Joe Bernardi

Internet

The Stopgap

A mirthful and completely unprofitable publication like the days of old. We used the Ghost CMS for this, and it gives us more problems than I would like, but the world is burning and laughs are laughs.

The New York Times Letter

A cohort of people who have written for the New York Times, and a larger cohort who have not, registered their disagreement with the paper's coverage of issues surrounding trans people and medical care. I just set up a static website and ensured a flood of traffic wouldn't make it fall over, but I was more than happy to help where I could.

Likes Song

In 2018 I started making monthly Spotify playlists in order to keep track of new (and new-to-me) songs I liked, old songs I woke up thinking about, and the weird micro-trends that arise in my own tastes. At some point it became important to me that I not repeat a song, so I made a little webapp that keeps track of everything.

DJ 3000

A Node.js-based Twitter bot based on a one-off Simpsons joke about how Congress are clowns and we're all being automated into oblivion. It polls the Guardian's news API for news regarding the United States government so it can call them clowns, plays CD's automatically via the Youtube API and a large list of "best Classic rock songs," and does weather.

WebSafe 2k16

A literary/graphic project exploring our memories of the pre-broadband Internet and related technologies. The project uses Lynda Weinman's Web Safe color palette as a field of reference constraining a large and heterogeneous archive of personal recollections: 216 authors wrote 216 words each, inspired by a specific color in the web safe range. Beginning 2/16/16, one piece was published daily.

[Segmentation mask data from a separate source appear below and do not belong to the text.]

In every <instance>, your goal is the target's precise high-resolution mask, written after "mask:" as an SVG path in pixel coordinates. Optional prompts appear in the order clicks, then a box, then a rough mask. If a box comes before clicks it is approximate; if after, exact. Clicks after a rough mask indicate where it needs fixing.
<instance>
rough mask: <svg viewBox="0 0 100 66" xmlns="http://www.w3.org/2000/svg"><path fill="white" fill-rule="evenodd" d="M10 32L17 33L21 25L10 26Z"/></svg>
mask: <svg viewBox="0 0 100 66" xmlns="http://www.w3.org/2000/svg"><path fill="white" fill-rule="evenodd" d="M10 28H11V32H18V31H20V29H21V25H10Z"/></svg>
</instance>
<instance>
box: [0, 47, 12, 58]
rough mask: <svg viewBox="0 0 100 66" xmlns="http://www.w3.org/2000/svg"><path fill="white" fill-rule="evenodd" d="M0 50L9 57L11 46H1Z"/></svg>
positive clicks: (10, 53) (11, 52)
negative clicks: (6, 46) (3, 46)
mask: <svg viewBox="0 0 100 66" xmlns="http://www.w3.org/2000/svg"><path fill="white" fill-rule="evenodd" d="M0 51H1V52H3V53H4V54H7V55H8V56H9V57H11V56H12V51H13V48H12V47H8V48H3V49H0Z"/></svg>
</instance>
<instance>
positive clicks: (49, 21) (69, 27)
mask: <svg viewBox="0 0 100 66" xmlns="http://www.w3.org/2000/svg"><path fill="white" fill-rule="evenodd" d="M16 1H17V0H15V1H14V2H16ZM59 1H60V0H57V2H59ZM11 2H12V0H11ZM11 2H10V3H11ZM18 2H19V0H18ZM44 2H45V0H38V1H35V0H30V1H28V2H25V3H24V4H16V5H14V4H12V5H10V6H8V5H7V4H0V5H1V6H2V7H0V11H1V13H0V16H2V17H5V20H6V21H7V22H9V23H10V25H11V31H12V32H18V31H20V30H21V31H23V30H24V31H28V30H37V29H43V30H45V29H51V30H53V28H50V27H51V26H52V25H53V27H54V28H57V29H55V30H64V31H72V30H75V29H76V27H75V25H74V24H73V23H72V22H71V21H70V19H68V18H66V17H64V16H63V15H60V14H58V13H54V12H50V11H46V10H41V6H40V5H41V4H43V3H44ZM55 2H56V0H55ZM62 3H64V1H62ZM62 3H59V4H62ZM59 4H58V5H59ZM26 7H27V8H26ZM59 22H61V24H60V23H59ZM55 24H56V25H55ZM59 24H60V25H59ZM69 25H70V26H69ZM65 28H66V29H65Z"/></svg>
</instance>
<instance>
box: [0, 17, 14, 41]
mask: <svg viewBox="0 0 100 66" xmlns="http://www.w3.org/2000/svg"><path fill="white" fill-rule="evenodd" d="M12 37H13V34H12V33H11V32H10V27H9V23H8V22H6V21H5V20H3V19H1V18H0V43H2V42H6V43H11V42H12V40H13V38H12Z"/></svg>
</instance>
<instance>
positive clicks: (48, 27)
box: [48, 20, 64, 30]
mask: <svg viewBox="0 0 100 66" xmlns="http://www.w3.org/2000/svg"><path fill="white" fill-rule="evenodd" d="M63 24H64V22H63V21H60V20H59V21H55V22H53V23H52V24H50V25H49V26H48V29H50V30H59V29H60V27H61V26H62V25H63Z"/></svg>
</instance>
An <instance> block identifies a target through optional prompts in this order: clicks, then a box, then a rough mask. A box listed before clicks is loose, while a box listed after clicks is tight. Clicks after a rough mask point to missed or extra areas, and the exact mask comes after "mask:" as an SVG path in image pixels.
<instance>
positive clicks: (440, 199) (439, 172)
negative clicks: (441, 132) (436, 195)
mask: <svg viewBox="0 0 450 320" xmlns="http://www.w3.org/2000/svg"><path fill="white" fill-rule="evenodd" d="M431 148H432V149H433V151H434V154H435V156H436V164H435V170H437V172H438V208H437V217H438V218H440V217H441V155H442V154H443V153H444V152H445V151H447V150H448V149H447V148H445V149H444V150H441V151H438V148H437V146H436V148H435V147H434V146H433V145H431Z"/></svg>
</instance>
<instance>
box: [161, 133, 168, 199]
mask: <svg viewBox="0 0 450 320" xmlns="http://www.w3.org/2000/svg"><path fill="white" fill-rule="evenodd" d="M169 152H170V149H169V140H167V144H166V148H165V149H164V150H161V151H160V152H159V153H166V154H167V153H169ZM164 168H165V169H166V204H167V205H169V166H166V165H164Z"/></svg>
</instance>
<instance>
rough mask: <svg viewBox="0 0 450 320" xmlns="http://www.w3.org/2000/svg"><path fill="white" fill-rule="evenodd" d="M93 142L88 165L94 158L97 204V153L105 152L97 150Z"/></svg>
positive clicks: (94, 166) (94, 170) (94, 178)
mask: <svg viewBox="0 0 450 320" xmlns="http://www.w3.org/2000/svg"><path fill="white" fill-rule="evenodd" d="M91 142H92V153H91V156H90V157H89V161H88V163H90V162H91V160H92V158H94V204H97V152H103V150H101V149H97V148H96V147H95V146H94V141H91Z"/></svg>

Everything's Made To Be Broken (Take Comfort In Your Friends)

Search for a song. Watch between two and five people cover it on YouTube at the same time. I am very surprised that the YouTube API has supported this relatively seamlessly for as long as it has. This is extremely dumb and also maybe my favorite thing I have ever made.

Ramones Haiku Generator

Generate random haiku from the first three Ramones albums. It’s true that haiku don’t have to be in the traditional 5-7-5 format, but the Ramones have always appealed to my purist sensibilities, so syllable counting can be toggled on or off at the user’s leisure.

Writing

Michael Jordan Saves the World: Chaos In the Windy City

A feature originally written for The Classical about Chaos In the Windy City, a mostly-forgotten Super Nintendo game starring Michael Jordan in which he runs through haunted houses, gets injured by giant anthropomorphic whistles, and gets electrocuted a lot, but doesn't play any actual basketball. It's weird that one of the most dominant athletes of all time stars in a video game where he can fall into a pit of acid and die, basically.

Choose Your Own Adventure-Maker: Twine and the Art of Personal Games

A feature for Motherboard.tv about the scene surrounding Twine, an easy-to-use program that has been helping people create strange, cool, often-highly personal hypertext games.

Hey Hey: Head and The Monkees' Attempt to Get Cool

An essay about Head, the extremely bizarre, Jack Nicholson-penned film starring The Monkees, for Bright Wall Dark Room. The film portrays the band at what was then a strange pop-cultural crossroads: Teenybopper darlings willing to sacrifice their careers for a shot at what they saw as real artistic credibility.

Alpaca: Evolution Review

A review of the iOS game Alpaca Evolution for Paste Magazine. Alpaca Evolution is free, and it is barely a game, but it is really repetitive and gross. In my review, I used that weird combination of qualities as a springboard to talk about the way games exploit humans' hard-wired relationship to toil.

Dwellings

A few years ago, I was asked to participate in a reading in Boston. The theme of the reading was “Dwellings,” so I wrote a short personal essay about each of the three cities I’ve lived in: Bristol, Connecticut, Boston, Massachusetts, and New York City.